HIPAA violations pose a very real threat for today’s healthcare organizations and independent group practices. But there are also a lot of misconceptions floating around. With patient privacy (and your business) on the line, you can’t afford to be misinformed. Check out these common myths.
Common Misconceptions About HIPAA Violations:
Misconception #1: I’m too small to be a target.
Actually, small and midsize businesses face the same cyber threats as large enterprises but have a fraction of the budget to deal with them. According to references in this report, more than 40% of small businesses don’t have an adequate IT security budget. That means smaller businesses are more likely (not less) to be at risk for HIPAA breaches.
Misconception #2: HIPAA violations are no big deal.
Not true. If your healthcare organization or group practice has a data breach or HIPAA violation, you risk hefty fines (which increased in 2020), civil penalties and public scrutiny on the Department of Health and Human Services (DHS) “Wall of Shame.” These repercussions can have a serious (and costly) impact on your organization’s business and reputation.
Misconception #3: I can’t afford to be HIPAA compliant.
Yes, you may need to spend some money bringing your organization into compliance, but the hard reality is that the cost of non-compliance is simply too steep. According to this report, while the cost of a HIPAA audit itself could be tens of thousands of dollars, the fines for non-compliance can range in the millions.
Misconception #4: I’m not a physician provider group, so I don’t need to worry about HIPAA compliance.

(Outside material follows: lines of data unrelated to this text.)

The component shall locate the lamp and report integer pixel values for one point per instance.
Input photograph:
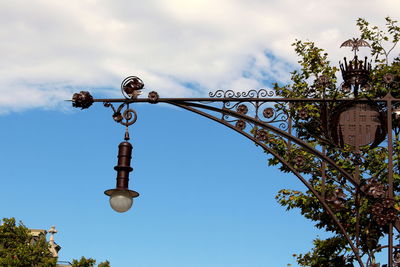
(121, 198)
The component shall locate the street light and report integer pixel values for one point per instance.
(352, 121)
(121, 198)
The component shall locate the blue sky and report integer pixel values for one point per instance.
(207, 194)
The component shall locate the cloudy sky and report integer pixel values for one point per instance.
(179, 48)
(207, 195)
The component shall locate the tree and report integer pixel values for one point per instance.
(317, 78)
(83, 262)
(17, 247)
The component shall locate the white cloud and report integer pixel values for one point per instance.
(50, 48)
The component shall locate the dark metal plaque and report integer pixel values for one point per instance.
(358, 124)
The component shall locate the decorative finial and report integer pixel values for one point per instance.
(355, 43)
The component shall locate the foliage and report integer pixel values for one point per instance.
(88, 262)
(17, 247)
(317, 78)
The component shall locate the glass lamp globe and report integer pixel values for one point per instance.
(121, 200)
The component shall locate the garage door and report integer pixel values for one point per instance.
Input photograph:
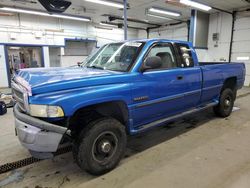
(241, 44)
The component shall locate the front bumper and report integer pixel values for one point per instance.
(36, 135)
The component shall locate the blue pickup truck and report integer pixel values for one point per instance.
(123, 89)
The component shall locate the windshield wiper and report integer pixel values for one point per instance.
(95, 67)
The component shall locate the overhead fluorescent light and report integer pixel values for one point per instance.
(107, 24)
(196, 5)
(107, 3)
(243, 58)
(71, 17)
(24, 11)
(165, 12)
(33, 12)
(156, 16)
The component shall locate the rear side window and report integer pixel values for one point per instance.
(165, 52)
(186, 55)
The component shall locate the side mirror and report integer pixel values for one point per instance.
(153, 62)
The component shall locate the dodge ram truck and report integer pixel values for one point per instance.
(123, 89)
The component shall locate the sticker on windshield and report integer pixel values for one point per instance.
(134, 44)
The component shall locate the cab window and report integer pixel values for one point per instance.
(186, 55)
(165, 52)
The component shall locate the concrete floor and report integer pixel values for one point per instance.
(198, 152)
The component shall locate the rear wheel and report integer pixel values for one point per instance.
(100, 146)
(226, 103)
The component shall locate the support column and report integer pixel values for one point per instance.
(4, 68)
(125, 20)
(45, 55)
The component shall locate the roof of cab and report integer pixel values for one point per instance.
(160, 40)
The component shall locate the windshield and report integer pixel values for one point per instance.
(115, 56)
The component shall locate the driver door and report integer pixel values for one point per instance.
(159, 93)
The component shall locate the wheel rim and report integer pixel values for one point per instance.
(104, 147)
(227, 103)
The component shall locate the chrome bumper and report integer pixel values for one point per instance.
(36, 135)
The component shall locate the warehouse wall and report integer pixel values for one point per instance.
(43, 31)
(221, 23)
(241, 43)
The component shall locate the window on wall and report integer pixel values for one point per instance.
(24, 57)
(186, 54)
(165, 52)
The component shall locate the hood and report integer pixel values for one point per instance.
(59, 78)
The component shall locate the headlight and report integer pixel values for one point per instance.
(46, 111)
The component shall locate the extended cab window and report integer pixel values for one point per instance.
(165, 52)
(186, 55)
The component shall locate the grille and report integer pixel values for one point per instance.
(20, 95)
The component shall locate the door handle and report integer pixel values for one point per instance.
(180, 77)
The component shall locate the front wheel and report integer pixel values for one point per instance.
(226, 103)
(100, 146)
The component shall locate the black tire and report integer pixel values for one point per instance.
(226, 103)
(100, 146)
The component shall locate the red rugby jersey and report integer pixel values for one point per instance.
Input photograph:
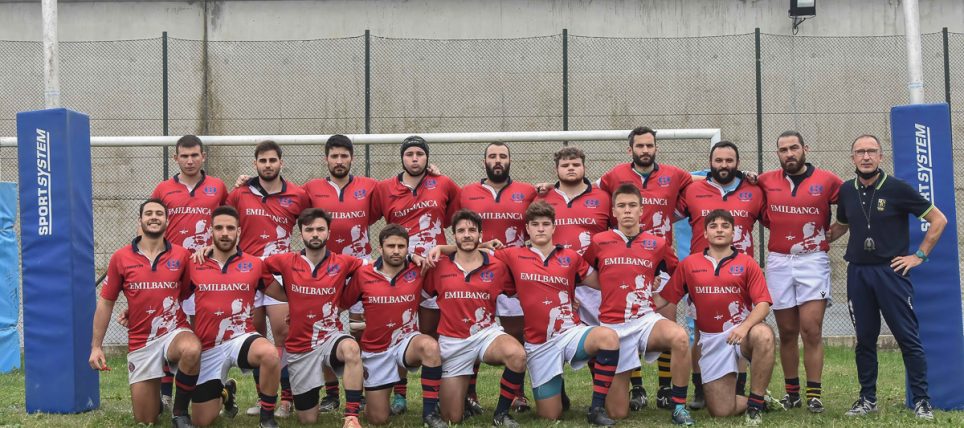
(628, 272)
(349, 209)
(224, 296)
(745, 203)
(545, 287)
(314, 292)
(391, 304)
(660, 189)
(189, 210)
(723, 293)
(467, 299)
(267, 220)
(799, 216)
(425, 210)
(579, 218)
(154, 290)
(502, 211)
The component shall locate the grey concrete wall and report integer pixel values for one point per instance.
(293, 20)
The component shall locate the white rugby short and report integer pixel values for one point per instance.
(718, 358)
(633, 338)
(795, 279)
(460, 355)
(506, 306)
(306, 369)
(148, 362)
(381, 368)
(545, 361)
(216, 362)
(589, 300)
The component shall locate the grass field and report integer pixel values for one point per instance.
(840, 389)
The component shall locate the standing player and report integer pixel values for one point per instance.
(224, 286)
(798, 198)
(189, 196)
(467, 285)
(268, 206)
(731, 298)
(312, 284)
(501, 203)
(629, 263)
(660, 186)
(390, 289)
(151, 272)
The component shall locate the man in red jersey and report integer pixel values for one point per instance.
(501, 203)
(629, 262)
(269, 205)
(224, 285)
(152, 274)
(731, 298)
(467, 284)
(798, 199)
(660, 186)
(312, 285)
(390, 289)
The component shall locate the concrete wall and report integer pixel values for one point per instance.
(293, 20)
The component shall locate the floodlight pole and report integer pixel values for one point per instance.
(915, 67)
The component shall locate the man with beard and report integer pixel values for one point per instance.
(152, 274)
(501, 203)
(268, 206)
(423, 204)
(798, 199)
(467, 285)
(312, 283)
(390, 289)
(660, 186)
(225, 284)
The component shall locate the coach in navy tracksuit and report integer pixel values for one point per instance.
(875, 207)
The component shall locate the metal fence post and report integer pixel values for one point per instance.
(164, 101)
(368, 100)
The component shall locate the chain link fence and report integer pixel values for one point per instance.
(829, 88)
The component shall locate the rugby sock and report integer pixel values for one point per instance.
(352, 401)
(662, 365)
(741, 384)
(185, 387)
(793, 387)
(606, 360)
(636, 379)
(755, 402)
(508, 388)
(431, 379)
(813, 389)
(267, 403)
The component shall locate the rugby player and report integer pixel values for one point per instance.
(225, 284)
(152, 274)
(730, 294)
(798, 199)
(312, 284)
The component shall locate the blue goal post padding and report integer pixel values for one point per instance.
(57, 234)
(923, 157)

In reality, HIPAA applies to all “covered entities” (e.g., health plans, healthcare providers and healthcare clearinghouses), but also their business associates (i.e., third parties that perform certain functions like claims processing, administration or storage of personal health information). Even if you’re simply a “business associate” of a healthcare organization, you need to be HIPAA compliant.
Misconception #5: My IT partner doesn’t need to follow the same HIPAA compliance rules.

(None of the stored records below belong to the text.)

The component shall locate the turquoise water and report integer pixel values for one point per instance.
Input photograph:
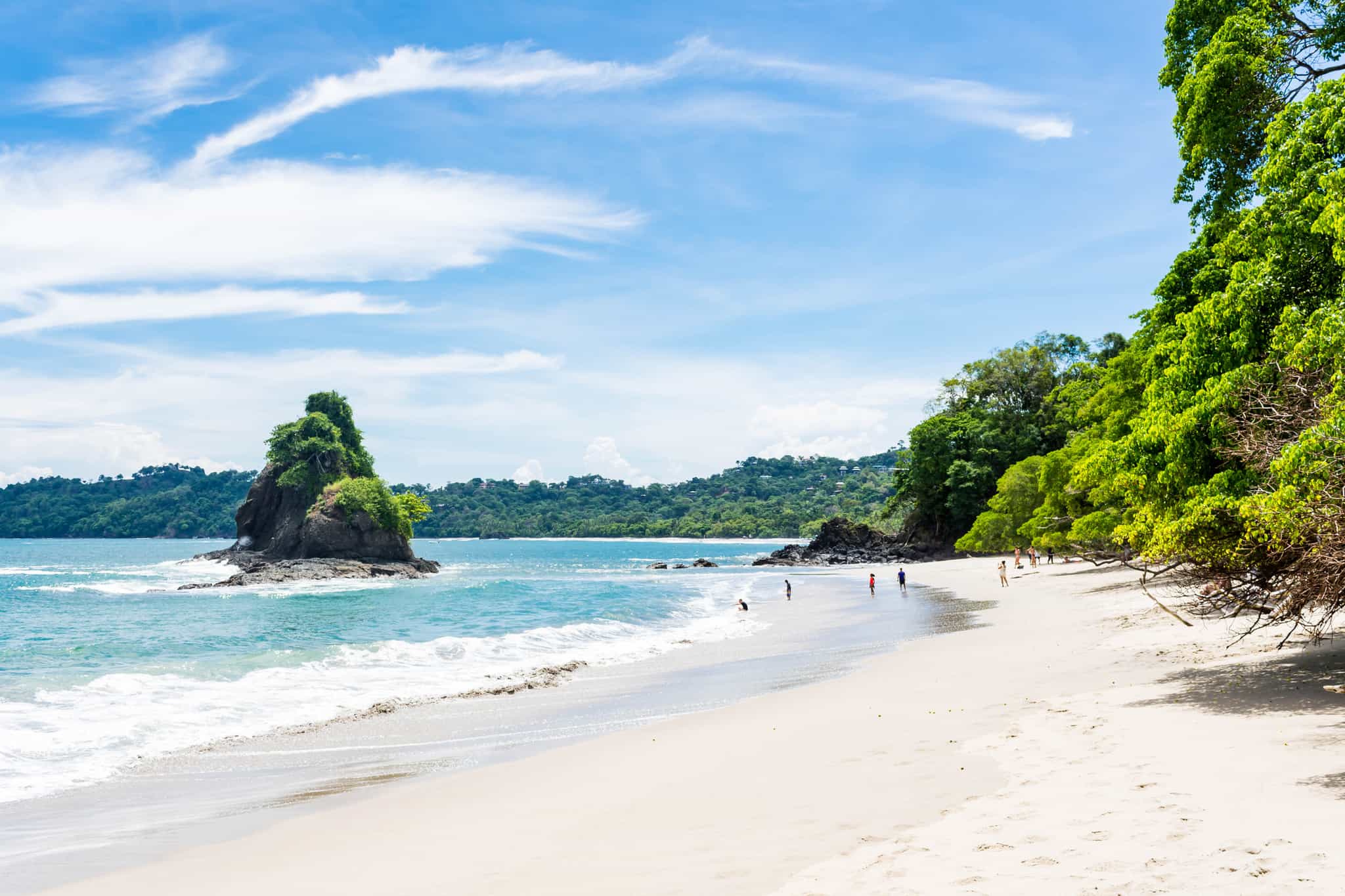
(104, 664)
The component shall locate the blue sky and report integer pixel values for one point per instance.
(556, 238)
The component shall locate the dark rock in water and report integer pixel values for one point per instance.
(261, 570)
(283, 538)
(703, 562)
(845, 542)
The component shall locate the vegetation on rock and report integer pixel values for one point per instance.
(319, 448)
(368, 494)
(776, 498)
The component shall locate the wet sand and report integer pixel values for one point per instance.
(1079, 742)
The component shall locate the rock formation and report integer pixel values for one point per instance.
(701, 565)
(845, 542)
(287, 534)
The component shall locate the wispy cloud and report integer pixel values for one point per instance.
(148, 86)
(959, 100)
(97, 218)
(517, 69)
(509, 69)
(57, 309)
(603, 457)
(155, 408)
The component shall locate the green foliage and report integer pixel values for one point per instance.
(319, 448)
(1232, 66)
(158, 501)
(793, 501)
(368, 494)
(1021, 402)
(1017, 496)
(759, 498)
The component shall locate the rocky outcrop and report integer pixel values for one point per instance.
(845, 542)
(699, 565)
(263, 570)
(283, 536)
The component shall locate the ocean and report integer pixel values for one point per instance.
(104, 664)
(136, 717)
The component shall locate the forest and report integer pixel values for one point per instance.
(1214, 440)
(780, 498)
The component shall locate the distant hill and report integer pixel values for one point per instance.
(156, 501)
(776, 498)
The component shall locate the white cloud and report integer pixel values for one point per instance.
(959, 100)
(23, 475)
(603, 458)
(55, 309)
(734, 109)
(93, 449)
(821, 427)
(509, 69)
(151, 85)
(178, 409)
(514, 69)
(825, 416)
(529, 472)
(105, 217)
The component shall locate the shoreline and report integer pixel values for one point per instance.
(227, 788)
(1072, 739)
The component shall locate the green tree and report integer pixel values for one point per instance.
(1234, 65)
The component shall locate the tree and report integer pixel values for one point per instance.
(319, 448)
(993, 414)
(1234, 65)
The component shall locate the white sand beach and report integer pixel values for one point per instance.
(1080, 740)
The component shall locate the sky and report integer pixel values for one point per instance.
(544, 240)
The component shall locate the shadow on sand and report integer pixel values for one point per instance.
(1290, 681)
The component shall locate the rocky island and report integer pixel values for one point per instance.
(845, 542)
(318, 511)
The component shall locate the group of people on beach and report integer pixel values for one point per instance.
(1033, 558)
(873, 587)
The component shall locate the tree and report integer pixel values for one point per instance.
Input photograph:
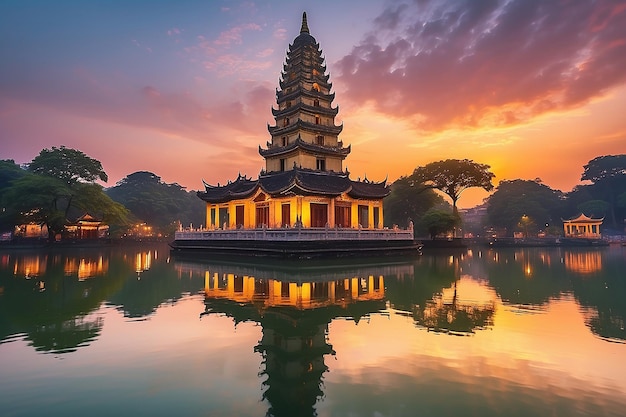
(59, 185)
(515, 199)
(439, 221)
(453, 176)
(408, 201)
(608, 174)
(9, 172)
(68, 165)
(37, 199)
(155, 202)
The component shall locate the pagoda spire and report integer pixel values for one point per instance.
(305, 26)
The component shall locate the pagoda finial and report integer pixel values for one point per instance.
(305, 26)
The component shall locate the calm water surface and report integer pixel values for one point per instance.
(134, 331)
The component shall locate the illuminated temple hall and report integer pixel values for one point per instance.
(304, 190)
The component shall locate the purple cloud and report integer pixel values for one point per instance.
(466, 63)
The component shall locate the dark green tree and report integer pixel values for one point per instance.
(608, 175)
(37, 199)
(453, 176)
(58, 186)
(9, 172)
(157, 203)
(68, 165)
(408, 201)
(514, 199)
(594, 208)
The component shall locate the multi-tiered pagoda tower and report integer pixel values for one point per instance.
(303, 182)
(304, 201)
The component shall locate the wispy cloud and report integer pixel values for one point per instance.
(234, 35)
(497, 63)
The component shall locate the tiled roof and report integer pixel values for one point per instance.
(296, 181)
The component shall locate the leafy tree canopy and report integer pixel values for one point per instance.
(160, 204)
(37, 199)
(604, 168)
(453, 176)
(608, 174)
(408, 201)
(9, 171)
(68, 165)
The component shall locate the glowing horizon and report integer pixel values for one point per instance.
(185, 92)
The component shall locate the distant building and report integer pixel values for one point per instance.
(583, 227)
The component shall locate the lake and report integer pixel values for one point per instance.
(131, 330)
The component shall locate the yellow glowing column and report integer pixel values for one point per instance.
(354, 286)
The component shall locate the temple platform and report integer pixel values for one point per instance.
(298, 243)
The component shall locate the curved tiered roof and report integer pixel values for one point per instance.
(297, 181)
(304, 96)
(300, 144)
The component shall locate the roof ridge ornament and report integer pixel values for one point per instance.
(305, 26)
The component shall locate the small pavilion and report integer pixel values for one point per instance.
(583, 227)
(87, 227)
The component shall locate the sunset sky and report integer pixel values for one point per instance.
(184, 89)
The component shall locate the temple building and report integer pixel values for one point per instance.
(304, 182)
(582, 226)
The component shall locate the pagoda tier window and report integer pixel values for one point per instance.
(223, 215)
(363, 216)
(286, 214)
(319, 215)
(262, 215)
(239, 216)
(343, 215)
(376, 217)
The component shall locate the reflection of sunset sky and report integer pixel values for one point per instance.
(185, 89)
(545, 355)
(542, 357)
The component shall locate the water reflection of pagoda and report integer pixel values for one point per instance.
(294, 309)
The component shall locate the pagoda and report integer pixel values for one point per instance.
(304, 185)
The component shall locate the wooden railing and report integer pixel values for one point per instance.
(297, 234)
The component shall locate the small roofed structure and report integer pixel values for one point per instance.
(87, 227)
(582, 226)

Wrong. Outsourced IT partners and data hosting providers (like Proxios) are considered “business associates”. This means they must follow all the same HIPAA regulations and strict security requirements as their healthcare clients. They must be just as well versed on cybersecurity and protection of these critical data records.

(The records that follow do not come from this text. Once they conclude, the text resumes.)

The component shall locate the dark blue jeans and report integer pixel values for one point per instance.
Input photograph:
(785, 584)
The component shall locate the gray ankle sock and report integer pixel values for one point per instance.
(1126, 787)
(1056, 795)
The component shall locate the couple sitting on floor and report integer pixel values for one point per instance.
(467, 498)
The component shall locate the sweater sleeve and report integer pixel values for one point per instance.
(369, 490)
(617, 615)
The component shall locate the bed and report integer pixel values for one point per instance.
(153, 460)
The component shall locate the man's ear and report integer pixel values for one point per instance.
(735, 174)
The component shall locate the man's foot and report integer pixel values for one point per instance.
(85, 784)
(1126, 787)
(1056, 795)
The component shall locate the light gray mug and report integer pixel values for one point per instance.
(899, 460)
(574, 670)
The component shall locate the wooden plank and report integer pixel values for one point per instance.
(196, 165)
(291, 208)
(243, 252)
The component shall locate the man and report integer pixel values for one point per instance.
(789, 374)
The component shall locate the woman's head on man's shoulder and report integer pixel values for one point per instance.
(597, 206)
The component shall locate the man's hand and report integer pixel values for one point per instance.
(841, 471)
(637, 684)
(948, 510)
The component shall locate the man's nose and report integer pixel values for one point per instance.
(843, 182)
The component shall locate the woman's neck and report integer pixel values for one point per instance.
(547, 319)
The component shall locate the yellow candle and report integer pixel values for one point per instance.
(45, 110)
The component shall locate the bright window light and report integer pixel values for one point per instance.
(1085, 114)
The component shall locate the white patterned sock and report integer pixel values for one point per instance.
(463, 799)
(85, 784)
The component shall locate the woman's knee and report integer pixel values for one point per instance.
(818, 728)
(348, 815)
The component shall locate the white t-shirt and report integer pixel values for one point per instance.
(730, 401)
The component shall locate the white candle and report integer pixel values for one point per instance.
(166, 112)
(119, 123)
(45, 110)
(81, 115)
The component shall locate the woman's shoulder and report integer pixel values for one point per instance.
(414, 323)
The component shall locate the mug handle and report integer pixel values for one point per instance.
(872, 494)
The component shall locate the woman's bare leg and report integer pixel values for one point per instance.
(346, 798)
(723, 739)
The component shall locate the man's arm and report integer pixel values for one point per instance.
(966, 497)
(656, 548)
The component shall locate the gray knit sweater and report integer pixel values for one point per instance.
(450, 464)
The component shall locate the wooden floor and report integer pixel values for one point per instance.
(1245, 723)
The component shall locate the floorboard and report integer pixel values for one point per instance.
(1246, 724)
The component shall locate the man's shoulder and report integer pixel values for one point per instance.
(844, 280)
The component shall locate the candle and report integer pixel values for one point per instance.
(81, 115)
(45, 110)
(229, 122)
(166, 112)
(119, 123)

Misconception #6: HIPAA Violations are not going to happen to me.
Actually, you can’t be so sure. The organizations on the HIPAA Breach List (aka the DHS “Wall of Shame”) may have had the same idea—and are now paying the price. When you consider the potential consequences of a HIPAA violation, including stiff penalties, broken patient trust, and potential loss of business, it’s easy to see why it’s better to be safe than sorry.